Imagine the following
If you say that
iis an alias for another name - what name? A reference either references an object or function. When you say "glvalue", you refer to a property of a particular expression, not to a property of an object.Now,
iis an lvalue expression andriis an lvalue expression too (both of the syntactic categoryid-expression). They name (as found by name-lookup) a reference and anintvariable.If you now determine the object identity for the
ricase, you need to take the reference and make the expression refer to the object it was initialized with. This is called an lvalue evaluation because you determine the property of an lvalue (i.e the referent).You need to do the same for the
icase. I.e you figure out to what object the lvalue expressionirefers to. A glvalue evaluation ofrithus is different than glvalue evaluation ofi, despite both of them yielding the same result.Rvalue evaluation means to take an lvalue and apply the lvalue to rvalue conversion. In other words, to read a value.
从概念上讲,C++ 中的引用是某个对象的别名或替代名称。当涉及引用时,这个概念应该指导您解释语言规则。
本质上有两种实现 C++ 引用的方法:
在所提供的示例中,永远不可能存在未绑定到对象
i的引用j,因此编译器很可能会使用符号表实现参考注解方法。这意味着,在声明i和j后,它们可以在代码中互换使用,而不会对生成的代码或行为是否正确的问题产生任何影响。定义的。Conceptually, a reference in C++ is an alias, or alternative name, for some object.
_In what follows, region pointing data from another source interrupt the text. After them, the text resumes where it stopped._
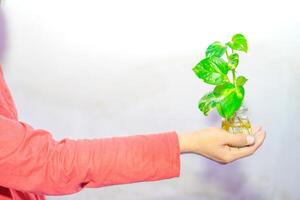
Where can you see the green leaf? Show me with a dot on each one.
(215, 49)
(233, 60)
(230, 99)
(241, 80)
(212, 70)
(207, 102)
(238, 42)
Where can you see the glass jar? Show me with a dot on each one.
(239, 123)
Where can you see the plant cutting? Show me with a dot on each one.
(219, 68)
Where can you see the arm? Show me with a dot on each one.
(31, 160)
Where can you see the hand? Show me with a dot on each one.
(220, 145)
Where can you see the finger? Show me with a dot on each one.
(247, 151)
(256, 129)
(239, 140)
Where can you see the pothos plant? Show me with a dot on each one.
(220, 61)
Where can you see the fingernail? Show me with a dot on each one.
(250, 139)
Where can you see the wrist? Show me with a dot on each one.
(185, 142)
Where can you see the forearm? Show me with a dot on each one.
(31, 160)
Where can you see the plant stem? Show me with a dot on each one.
(234, 77)
(233, 70)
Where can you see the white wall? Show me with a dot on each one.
(87, 69)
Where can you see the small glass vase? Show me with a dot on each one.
(239, 123)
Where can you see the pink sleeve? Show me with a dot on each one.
(31, 160)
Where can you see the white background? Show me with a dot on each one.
(87, 69)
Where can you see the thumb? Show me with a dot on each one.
(239, 140)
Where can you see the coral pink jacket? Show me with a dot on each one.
(33, 164)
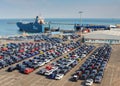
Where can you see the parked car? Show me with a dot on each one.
(59, 76)
(89, 82)
(75, 78)
(98, 79)
(10, 69)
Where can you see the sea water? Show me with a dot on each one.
(9, 27)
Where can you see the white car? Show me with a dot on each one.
(59, 76)
(89, 82)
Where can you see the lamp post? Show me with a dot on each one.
(80, 12)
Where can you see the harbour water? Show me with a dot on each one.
(8, 26)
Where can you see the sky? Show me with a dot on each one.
(60, 8)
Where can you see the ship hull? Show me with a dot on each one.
(31, 27)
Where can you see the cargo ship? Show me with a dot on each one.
(33, 27)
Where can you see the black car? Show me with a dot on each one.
(10, 69)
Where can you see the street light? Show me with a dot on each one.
(80, 12)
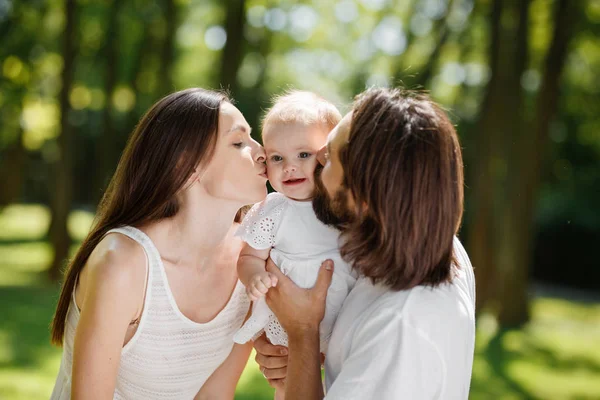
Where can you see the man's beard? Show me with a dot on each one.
(333, 212)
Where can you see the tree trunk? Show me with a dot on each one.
(168, 50)
(527, 174)
(12, 171)
(61, 195)
(107, 148)
(231, 58)
(481, 223)
(512, 286)
(501, 121)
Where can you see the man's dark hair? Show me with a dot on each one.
(403, 167)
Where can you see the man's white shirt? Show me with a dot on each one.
(411, 344)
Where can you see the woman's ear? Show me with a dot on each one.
(193, 178)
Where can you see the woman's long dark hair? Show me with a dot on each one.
(176, 135)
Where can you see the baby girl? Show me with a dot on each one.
(284, 226)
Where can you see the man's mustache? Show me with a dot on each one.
(322, 204)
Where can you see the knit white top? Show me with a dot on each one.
(169, 356)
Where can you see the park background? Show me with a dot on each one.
(520, 79)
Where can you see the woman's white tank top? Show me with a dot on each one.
(169, 356)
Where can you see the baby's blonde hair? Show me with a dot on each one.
(298, 106)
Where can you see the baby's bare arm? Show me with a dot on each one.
(251, 262)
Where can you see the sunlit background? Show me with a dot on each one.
(520, 79)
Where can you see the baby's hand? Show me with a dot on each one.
(259, 285)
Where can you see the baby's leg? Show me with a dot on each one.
(261, 314)
(279, 394)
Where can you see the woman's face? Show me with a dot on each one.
(236, 171)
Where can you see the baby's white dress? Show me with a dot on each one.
(299, 243)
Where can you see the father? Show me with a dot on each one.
(393, 179)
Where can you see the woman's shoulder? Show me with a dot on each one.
(116, 265)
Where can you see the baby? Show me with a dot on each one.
(284, 226)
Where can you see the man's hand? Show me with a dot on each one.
(272, 361)
(299, 309)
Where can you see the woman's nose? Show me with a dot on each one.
(321, 156)
(259, 154)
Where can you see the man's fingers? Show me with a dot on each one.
(275, 373)
(270, 361)
(273, 270)
(261, 287)
(273, 279)
(324, 278)
(265, 348)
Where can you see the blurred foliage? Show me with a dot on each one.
(554, 357)
(128, 53)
It is this concept that should guide you in the interpretation of the language rules when references are involved.
There are essentially two ways of implementing C++ references:
In the presented example, there is never a way there can be a reference
jthat is not bound to the objecti, so the compiler will most likely use the symbol-table annotation method of implementing the reference. This means that, after the declaration of bothiandj, they can be used interchangeably in the code without any effect on the generated code or on the question if the behaviour is defined.